Hastings and Prince Edward Regiment Museum
- Location: Belleville Armoury, 187 Pinnacle Street, Belleville, Ontario, Canada
- Coordinates: 44°09′49″N 77°22′55″W﻿ / ﻿44.16353°N 77.38193°W
- Type: Regimental museum

= Hastings and Prince Edward Regiment Museum =

The Hastings and Prince Edward Regiment Museum is located at the Belleville Armoury in Belleville, Ontario. The museum preserves the history of the militia, specifically the Hastings and Prince Edward Regiment, through the collection and preservation of military artifacts and documents of historical significance to the Regiment and its antecedent units.

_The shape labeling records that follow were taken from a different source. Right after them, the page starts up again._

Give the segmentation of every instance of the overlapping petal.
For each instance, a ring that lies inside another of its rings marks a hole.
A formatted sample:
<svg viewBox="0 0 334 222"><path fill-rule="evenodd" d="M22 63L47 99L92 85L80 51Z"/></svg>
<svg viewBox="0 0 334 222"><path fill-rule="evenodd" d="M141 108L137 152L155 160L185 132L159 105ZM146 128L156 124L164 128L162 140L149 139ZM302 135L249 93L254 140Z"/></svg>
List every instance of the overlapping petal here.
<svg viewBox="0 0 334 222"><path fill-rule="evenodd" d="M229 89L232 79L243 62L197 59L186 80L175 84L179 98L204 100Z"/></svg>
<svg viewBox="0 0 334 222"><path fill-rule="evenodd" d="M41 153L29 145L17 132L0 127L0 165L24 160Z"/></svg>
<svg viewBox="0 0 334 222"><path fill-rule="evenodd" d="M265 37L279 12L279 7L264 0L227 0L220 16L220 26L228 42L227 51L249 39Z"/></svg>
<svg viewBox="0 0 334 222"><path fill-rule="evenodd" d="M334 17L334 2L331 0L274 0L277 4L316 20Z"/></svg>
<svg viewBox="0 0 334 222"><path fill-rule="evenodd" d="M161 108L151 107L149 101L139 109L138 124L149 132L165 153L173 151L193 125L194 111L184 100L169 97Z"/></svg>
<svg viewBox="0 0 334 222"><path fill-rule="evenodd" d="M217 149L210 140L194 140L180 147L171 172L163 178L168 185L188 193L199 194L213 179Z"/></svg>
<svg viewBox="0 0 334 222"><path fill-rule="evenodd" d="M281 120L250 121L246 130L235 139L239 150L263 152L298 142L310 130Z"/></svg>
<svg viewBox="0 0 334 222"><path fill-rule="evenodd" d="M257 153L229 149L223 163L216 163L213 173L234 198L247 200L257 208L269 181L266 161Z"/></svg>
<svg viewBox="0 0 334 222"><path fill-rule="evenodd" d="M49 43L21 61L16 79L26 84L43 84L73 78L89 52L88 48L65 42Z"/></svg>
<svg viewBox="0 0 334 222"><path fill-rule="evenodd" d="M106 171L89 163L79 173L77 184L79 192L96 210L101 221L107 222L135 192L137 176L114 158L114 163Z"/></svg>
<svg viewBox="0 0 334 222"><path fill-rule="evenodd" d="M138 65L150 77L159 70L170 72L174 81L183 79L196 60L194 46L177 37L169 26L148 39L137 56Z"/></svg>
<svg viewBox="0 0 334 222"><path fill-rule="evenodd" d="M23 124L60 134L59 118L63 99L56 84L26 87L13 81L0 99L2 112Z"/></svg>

The museum displays and illustrates in an appropriate manner the dress, weapons, military equipment, and customs of the Regiment’s heritage. It serves as a training medium to teach regimental history and to provide a scholarly basis for those studying the history of the militia, the Regiment and its antecedent units, and their historical significance in the Midland District of Ontario. The museum fosters in the local community interest and a sense of pride in the Regiment and its accomplishments.

The museum focuses on the history of the Regiment, its activities in different wars, and the effect on area counties. Exhibits include uniforms, weapons, medals, equipment, photographs, and other military and regimental memorabilia. The museum is open several days a week.

The museum is affiliated with: CMA, CHIN, OMMC, and Virtual Museum of Canada.